Cutting a few of the perks of the very richest UK pensioners can allow tuition fees to be cut by a third, and universities not lose out
Not long after £9,000 a year tuition fees were introduced in the 2012 “reforms”, a myth was born: the bottom 30 per cent of graduates were better off so the reforms were progressive. However, a reform is not progressive if it takes slightly less from those who end up with least and could never pay back their loan. It is also not a “reform” to privatise higher education. Individualised tuition fees were an error. They need to be reduced to zero, as in Germany. Labour’s proposal to reduce the maximum to £6,000 takes us a third of the way there.
A progressive reform of higher education tuition funding does not stack yet more debt on to yet more young people, but uses general taxation to fund the collective good. About 30 per cent of all income tax is paid out of the pockets of the best-paid 1 per cent. Getting them to pay for the social infrastructure of the country they profit from being in would be a progressive reform. In its new proposals, Labour targets the pension tax relief of the 1 per cent to fund the costs of dropping fees to £6,000.

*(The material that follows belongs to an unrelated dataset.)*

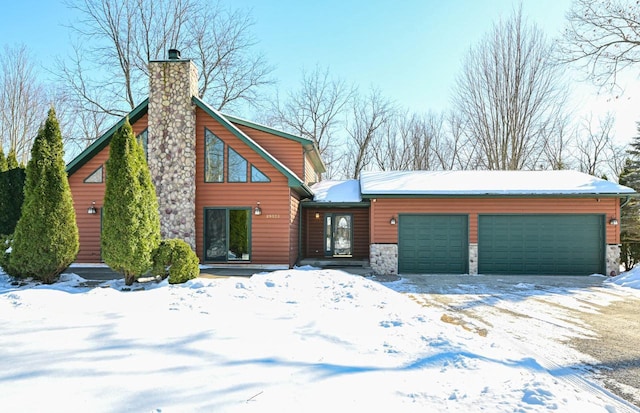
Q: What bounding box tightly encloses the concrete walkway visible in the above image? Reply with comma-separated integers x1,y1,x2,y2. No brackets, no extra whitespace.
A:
64,264,371,281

The 1 per cent react predictably. Writing in The Sunday Times, Camilla Cavendish begins her attack on Labour with the words, “As a parent whose eldest son has just turned 13, with two more coming up behind him…”, as if she is somehow typical of all those concerned parents across England who might welcome the cut in their children’s student debts. But then Ms Cavendish rubbishes the proposals. Nowhere does she mention her financial position, or that of her husband, Huw van Steenis, head of the Europe, Middle East and Africa banking and diversified financials teams at investment bank Morgan Stanley.
People in such a position find it convenient not to be paying for the higher education of children from poorer families through their taxes. They are part of a small group who can easily afford to pay their children’s fees up front should they wish. Paying university tuition fees is not an issue for the rich, being much less than school fees and often paid in the same way, without loans or interest.
English society is divided into the haves, might-haves and have-nots. The might-haves read The Sunday Times where they are told what is in their interest by the haves. They are never told that the Million+ group of universities, which educate more than 2 million students a year, wholeheartedly accept Labour’s proposals, described as “very welcome” by Michael Gunn, the group’s chair and vice-chancellor of Staffordshire University.
And who would lose out? The Institute for Fiscal Studies calculates that if Labour’s proposals were implemented then the tiny proportion of the population paid more than £150,000 a year, just over 1 per cent of all adults, would receive tax relief of only 20 per cent on their pension savings and they would be eligible for full tax relief on pension contributions of only £30,000 a year instead of the current £40,000. Cutting a few of the perks of the very richest UK pensioners can allow tuition fees to be cut by a third, and universities not lose out.
Keith Burnett, vice-chancellor of the University of Sheffield, and Yael Shafritz, president of Sheffield Students’ Union, issued a joint statement last week which concluded: “We believe that the future of society depends on effective publicly funded education at all levels, including higher education, and that this should be funded by the nation.” Sir Keith added: “I would personally welcome a reduction in fees but only if there is a cast-iron guarantee of long-term pound for pound replacement funding – without it, universities simply won’t be able to give students and the country what they need…Our current system is under duress by both an unsustainable loans system and off-putting measures for international students who are so vital to our capital investments and facilities…We need a long-term credible alternative based on a proper covenant between universities and wider society.”
We are at a turning point. One way leads to further privatisation, ever-higher fees, unsustainable loans and a country again dominated by aristocratic families (the new 1 per cent). The other path is to something actually progressive, a new covenant. The first step is to cut fees to £6,000.